The hiring situation within the banking sector is continuing to change and develop as financial services organisations respond to the changing economic climate. One shift we have observed is the tendency for many banks to reduce the number of interim and temporary staff on their books.

Especially pronounced in 'business-as-usual' finance and accountancy positions, this development could be due to the overall improvement seen in the UK's fiscal stability, meaning banks are happy to bring in staff on permanent deals rather than rely on flexible contracts.

However, it seems clear that the major driver is cost reduction, as banks attempt to reduce their outgoings and operate more efficiently in line with the new regulations and pressure being placed on the sector.

Financial reporting, management information reporting, technical accounting and commercial finance have all registered big drops in the number of temporary staff coming in. Interestingly, programme and change management are still dominated by people on interim contracts, despite the shifts being recorded elsewhere.

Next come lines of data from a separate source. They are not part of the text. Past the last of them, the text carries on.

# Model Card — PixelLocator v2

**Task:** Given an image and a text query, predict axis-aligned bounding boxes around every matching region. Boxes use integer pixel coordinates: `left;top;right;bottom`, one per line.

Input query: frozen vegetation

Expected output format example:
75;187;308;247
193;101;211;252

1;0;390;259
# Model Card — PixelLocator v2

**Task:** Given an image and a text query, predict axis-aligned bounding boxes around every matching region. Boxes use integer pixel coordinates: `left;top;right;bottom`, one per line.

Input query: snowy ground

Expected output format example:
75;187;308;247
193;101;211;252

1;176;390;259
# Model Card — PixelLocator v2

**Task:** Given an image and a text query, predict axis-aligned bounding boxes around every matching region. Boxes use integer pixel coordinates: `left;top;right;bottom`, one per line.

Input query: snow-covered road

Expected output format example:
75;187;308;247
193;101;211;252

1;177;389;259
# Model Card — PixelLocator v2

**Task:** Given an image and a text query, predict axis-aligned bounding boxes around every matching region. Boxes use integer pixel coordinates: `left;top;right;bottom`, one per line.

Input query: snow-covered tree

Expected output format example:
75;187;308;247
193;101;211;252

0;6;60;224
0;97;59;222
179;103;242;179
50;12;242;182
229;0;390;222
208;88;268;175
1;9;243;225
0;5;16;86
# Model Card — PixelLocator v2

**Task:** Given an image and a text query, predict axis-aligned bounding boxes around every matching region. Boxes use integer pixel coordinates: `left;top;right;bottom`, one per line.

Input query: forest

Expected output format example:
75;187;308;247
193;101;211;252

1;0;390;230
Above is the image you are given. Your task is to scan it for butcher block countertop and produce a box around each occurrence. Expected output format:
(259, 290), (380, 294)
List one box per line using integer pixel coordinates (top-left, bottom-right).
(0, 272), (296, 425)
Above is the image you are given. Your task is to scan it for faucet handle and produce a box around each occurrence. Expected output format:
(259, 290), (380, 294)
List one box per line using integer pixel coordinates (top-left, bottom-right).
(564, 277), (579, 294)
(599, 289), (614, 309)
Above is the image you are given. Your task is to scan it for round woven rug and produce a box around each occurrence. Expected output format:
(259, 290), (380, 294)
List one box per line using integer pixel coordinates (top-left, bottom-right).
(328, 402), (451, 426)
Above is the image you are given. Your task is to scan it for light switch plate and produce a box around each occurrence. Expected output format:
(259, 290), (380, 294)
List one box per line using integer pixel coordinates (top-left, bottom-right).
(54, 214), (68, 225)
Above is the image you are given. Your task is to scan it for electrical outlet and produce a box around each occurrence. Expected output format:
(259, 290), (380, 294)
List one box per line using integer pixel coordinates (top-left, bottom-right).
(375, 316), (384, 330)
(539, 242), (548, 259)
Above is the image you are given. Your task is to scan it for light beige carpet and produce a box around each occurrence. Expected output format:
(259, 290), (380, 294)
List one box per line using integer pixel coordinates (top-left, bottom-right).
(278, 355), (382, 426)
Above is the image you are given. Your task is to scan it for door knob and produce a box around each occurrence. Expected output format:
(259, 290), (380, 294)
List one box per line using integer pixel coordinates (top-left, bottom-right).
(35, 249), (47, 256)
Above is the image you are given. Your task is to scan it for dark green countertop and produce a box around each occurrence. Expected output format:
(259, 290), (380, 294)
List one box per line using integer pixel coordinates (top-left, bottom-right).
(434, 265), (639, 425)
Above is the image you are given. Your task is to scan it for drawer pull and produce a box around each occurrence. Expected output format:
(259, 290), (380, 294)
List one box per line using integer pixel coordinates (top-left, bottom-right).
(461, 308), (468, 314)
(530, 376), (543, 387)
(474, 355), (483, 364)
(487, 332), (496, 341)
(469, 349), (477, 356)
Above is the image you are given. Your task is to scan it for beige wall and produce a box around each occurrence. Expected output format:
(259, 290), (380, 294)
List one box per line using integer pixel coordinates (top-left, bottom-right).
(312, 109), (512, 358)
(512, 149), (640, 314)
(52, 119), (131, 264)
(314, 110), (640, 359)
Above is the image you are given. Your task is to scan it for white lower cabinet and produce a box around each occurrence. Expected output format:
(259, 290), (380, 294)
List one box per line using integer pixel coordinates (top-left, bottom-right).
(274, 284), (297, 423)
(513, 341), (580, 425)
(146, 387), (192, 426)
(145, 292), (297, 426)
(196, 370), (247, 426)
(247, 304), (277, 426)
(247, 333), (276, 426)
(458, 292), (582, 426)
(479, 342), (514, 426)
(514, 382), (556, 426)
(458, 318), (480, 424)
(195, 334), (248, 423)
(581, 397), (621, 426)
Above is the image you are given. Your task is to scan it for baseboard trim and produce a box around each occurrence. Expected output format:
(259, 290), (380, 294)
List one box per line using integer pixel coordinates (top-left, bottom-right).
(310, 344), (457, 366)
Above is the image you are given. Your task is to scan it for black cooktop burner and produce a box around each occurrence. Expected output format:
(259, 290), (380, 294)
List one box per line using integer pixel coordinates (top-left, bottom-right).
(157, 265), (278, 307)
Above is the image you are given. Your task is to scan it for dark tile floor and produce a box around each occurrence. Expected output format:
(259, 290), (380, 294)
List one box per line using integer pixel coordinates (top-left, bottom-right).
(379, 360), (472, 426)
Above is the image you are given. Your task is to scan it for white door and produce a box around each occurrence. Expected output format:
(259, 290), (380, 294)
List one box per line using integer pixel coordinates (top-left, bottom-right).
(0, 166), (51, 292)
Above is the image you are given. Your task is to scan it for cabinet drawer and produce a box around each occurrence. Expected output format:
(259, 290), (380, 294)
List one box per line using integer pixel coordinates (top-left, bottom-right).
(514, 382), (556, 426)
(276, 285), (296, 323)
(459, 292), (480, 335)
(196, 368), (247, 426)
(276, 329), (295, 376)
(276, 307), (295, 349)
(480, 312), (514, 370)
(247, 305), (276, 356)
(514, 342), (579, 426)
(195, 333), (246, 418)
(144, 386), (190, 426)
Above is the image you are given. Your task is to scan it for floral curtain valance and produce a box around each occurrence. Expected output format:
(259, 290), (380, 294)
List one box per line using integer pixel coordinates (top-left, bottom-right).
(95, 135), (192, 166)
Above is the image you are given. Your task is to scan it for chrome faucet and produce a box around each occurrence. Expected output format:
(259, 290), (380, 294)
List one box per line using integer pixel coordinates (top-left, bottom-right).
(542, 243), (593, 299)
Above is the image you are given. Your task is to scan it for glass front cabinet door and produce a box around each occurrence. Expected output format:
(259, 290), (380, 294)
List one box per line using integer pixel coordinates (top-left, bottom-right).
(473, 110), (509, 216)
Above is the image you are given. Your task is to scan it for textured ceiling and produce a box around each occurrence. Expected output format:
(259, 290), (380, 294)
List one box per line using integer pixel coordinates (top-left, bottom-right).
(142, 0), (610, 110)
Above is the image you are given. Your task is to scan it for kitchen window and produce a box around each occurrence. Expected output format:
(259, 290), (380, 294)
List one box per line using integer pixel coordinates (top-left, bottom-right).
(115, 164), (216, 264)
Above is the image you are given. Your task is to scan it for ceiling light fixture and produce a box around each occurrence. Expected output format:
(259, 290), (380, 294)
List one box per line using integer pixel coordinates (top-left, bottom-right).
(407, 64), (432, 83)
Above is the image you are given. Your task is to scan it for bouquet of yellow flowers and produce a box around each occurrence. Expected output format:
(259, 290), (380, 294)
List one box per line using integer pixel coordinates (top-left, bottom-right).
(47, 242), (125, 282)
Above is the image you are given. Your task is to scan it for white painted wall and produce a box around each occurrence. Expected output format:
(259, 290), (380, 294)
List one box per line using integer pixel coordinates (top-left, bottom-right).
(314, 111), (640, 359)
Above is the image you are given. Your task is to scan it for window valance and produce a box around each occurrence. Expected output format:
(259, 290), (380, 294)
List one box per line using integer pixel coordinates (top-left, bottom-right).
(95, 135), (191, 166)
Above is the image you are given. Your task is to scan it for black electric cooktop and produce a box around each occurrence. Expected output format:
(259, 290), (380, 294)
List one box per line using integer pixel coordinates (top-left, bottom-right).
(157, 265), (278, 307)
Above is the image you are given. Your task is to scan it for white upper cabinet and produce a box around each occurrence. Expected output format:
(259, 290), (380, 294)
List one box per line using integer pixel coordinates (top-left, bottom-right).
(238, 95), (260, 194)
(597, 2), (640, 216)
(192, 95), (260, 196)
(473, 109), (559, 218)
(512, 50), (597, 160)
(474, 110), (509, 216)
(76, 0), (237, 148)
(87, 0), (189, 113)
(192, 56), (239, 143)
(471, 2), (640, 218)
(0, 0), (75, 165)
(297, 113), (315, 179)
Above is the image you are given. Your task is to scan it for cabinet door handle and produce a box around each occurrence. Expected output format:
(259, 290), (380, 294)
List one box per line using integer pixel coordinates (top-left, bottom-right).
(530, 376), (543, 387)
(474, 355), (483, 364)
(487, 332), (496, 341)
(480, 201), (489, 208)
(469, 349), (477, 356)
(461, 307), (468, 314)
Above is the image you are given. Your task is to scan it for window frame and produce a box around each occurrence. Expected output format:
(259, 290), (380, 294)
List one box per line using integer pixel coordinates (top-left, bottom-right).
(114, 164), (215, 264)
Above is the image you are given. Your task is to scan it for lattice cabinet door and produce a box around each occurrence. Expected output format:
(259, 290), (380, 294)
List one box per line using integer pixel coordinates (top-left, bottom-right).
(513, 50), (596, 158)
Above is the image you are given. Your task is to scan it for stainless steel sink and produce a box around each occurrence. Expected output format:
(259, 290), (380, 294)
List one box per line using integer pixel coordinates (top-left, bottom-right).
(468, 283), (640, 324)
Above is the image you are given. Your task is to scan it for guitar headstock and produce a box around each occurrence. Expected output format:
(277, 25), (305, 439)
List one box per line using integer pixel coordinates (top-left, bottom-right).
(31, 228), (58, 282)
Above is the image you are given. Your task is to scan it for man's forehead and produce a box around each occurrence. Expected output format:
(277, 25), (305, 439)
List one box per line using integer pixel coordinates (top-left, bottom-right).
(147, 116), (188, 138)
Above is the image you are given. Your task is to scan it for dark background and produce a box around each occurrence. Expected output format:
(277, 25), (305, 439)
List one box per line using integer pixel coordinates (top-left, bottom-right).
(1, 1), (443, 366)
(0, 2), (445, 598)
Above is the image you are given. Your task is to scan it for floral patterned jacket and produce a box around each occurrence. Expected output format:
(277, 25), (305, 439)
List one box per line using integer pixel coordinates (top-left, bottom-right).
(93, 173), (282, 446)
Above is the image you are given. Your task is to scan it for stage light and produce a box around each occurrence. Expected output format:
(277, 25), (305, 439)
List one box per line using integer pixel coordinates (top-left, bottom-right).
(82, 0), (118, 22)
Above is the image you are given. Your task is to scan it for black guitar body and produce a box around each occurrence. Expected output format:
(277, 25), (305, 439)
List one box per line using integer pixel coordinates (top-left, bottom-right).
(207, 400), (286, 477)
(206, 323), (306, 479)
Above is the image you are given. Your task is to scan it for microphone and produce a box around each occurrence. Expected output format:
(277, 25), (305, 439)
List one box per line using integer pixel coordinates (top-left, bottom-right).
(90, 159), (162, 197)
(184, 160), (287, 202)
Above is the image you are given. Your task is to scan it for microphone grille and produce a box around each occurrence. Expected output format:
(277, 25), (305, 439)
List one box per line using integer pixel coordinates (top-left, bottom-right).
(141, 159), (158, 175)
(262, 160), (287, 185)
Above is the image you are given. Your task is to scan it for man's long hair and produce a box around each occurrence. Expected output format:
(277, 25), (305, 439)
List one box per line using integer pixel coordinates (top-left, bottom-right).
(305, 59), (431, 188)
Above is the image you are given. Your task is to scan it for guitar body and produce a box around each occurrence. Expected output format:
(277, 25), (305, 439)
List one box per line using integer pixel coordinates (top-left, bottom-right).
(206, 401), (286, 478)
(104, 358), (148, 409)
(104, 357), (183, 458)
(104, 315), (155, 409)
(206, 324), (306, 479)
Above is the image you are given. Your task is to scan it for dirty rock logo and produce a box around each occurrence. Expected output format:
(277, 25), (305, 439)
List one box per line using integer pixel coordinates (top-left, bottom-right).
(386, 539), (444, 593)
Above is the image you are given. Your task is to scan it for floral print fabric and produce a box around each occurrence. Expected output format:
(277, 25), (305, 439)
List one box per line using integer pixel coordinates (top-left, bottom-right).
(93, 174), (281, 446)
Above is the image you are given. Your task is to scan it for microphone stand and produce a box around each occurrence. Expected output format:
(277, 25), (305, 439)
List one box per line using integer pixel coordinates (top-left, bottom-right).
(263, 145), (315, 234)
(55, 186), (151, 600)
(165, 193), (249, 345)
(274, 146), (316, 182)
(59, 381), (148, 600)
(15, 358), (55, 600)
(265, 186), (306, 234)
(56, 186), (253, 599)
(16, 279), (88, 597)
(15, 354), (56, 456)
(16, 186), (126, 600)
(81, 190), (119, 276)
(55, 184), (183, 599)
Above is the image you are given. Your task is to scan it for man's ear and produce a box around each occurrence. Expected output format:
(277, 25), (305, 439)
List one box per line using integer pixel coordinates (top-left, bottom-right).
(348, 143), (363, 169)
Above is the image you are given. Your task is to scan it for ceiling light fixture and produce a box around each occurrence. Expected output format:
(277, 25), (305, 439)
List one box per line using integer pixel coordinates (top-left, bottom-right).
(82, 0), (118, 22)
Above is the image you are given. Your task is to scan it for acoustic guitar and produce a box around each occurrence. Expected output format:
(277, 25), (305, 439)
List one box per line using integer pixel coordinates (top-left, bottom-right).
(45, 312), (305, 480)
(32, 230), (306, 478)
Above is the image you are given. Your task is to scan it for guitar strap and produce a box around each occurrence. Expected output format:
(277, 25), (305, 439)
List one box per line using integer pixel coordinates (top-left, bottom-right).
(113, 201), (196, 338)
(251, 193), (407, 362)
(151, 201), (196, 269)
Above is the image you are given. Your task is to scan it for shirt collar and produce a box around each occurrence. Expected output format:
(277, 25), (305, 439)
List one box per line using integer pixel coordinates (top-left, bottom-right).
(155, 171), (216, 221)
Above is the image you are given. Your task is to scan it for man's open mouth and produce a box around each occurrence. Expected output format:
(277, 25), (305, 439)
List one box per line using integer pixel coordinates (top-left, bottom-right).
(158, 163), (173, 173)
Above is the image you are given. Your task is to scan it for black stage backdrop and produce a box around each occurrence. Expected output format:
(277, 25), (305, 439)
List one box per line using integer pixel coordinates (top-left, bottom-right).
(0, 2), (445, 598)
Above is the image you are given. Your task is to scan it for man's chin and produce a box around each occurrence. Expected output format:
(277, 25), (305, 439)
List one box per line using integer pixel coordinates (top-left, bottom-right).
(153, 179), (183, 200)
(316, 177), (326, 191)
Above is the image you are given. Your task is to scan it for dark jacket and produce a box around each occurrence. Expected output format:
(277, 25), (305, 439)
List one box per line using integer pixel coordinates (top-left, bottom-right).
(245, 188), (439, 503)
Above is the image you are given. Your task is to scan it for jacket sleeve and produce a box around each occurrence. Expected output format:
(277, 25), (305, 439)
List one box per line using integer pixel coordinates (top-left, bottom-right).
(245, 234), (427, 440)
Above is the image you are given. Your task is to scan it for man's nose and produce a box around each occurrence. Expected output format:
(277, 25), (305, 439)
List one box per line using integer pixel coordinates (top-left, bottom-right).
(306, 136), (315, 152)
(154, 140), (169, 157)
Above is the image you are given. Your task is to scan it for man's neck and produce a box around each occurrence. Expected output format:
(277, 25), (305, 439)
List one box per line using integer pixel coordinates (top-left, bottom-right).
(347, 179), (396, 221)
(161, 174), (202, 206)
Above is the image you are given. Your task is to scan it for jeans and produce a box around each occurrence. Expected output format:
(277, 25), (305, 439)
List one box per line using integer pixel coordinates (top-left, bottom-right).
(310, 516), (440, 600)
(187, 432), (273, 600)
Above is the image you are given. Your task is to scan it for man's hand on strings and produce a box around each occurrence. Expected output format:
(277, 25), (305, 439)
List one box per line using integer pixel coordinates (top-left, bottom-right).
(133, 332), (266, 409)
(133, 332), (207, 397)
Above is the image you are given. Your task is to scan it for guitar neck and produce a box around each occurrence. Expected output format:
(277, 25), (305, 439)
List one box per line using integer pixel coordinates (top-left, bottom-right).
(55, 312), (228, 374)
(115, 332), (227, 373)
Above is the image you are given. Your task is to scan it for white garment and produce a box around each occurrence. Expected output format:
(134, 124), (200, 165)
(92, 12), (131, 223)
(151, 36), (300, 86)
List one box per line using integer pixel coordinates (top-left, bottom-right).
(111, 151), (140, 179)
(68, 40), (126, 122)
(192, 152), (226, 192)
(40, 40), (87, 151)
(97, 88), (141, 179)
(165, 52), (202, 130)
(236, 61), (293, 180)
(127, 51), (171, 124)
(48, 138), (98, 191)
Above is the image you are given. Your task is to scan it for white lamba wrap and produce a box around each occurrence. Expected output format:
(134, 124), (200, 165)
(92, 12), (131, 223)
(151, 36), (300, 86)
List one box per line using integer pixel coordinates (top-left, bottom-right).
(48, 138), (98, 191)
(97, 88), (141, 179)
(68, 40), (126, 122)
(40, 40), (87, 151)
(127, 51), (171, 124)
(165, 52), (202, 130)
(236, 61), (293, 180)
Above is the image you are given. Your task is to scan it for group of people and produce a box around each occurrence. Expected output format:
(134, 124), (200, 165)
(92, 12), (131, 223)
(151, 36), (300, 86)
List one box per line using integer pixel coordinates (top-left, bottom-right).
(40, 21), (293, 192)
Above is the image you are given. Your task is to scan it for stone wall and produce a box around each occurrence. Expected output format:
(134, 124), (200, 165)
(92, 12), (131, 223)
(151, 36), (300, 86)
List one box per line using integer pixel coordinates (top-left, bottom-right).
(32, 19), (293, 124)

This could be good news for people looking for a new role in the sector and hoping for the security of a permanent contract - but what of the existing temps who face a change in circumstances?

Many of them will be offered the choice between having their contracts terminated or signing a new, long-term one.

As this process continues and even becomes more obvious, the landscape of the London financial services sector is set to undergo major changes, potentially bringing the volume of permanent finance and accountancy positions within the capital back to pre-credit crunch levels.

With the macroeconomic situation of the UK looking set to improve steadily - the Organisation for Economic Co-operation and Development recently posited that advanced economies such as Britain's are entering a period of stable growth - this trend appears to be gaining plenty of traction.

How can jobseekers take advantage of this shift and find a new position that appeals to them? After all, there are still a host of talented finance professionals in the UK, especially in London.

"This is a great time to contact the banking recruitment team at Marks Sattin for a confidential career review and market update – perhaps now is the time to make that move," said principal consultant Jamie Carter.

Working with a group of industry recruitment specialists could be a good idea even though the number of jobs available is set to rocket, for a number of reasons.

Firstly, their contacts within the sector mean they are trusted referrers of candidates, which could give you the boost needed to get ahead in what will remain a highly competitive market.

Secondly, despite the volume of new positions opening up, banks remain focused on internal mobility and direct recruitment measures, particularly as these tend to be more cost-effective than other approaches.

Getting the advice and support of expert recruiters will make it easier for you to gain access to positions that could otherwise be held aside for other candidates, while it can never hurt to re-examine your CV and portfolio before taking the step of finding a new role.